Get Your Leak On, VideoSift! (Politics Talk Post)

dystopianfuturetoday says...

C O N F I D E N T I A L SECTION 01 OF 02 OTTAWA 001258

SIPDIS

E.O. 12958: DECL: 09/22/2018
TAGS: PREL PGOV CA
SUBJECT: THE U.S. IN THE CANADIAN FEDERAL ELECTION -- NOT!

REF: OTTAWA 1216

Classified By: PolMinCouns Scott Bellard, reason 1.4 (d)
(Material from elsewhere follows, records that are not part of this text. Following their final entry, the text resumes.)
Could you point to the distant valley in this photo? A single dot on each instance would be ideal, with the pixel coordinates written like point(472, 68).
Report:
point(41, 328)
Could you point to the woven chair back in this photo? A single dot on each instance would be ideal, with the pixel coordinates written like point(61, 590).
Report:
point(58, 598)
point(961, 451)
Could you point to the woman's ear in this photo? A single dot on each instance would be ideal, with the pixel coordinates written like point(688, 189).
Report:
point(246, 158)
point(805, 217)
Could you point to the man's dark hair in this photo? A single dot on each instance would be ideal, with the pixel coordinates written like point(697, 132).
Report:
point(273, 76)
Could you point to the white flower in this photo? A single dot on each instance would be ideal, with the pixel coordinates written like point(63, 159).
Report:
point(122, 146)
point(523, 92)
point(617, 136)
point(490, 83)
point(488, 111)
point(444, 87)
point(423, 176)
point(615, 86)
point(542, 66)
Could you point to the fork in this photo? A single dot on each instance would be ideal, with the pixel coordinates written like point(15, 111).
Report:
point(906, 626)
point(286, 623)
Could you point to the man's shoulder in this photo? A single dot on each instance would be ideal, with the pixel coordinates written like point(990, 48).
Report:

¶1. (C) Summary. Despite the overwhelming importance of the
U.S. to Canada for its economy and security, bilateral
relations remain the proverbial 900 pound gorilla that no one
wants to talk about in the 2008 Canadian federal election
campaigns. This likely reflects an almost inherent
inferiority complex of Canadians vis-a-vis their sole
neighbor as well as an underlying assumption that the
fundamentals of the relationship are strong and unchanging
and uncertainty about the outcome of the U.S. Presidential
election. End Summary.

¶2. (C) The United States is overwhelmingly important to
Canada in ways that are unimaginable to Americans. With over
$500 billion in annual trade, the longest unsecured border in
the world, over 200 million border crossings each year, total
investment in each other's countries of almost $400 billion,
and the unique North American Aerospace Defense (NORAD)
partnership to ensure continental security, excellent
bilateral relations are essential to Canada's well being.
Canadians are, by and large, obsessed with U.S. politics --
especially in the 2008 Presidential race -- and follow them
minutely (with many Canadians even wishing they could vote in
this U.S. election rather than their own, according to a
recent poll). U.S. culture infiltrates Canadian life on
every level. 80 pct of Canadians live within 100 miles of
the border, and Canadians tend to visit the U.S. much more
regularly than their American neighbors come here.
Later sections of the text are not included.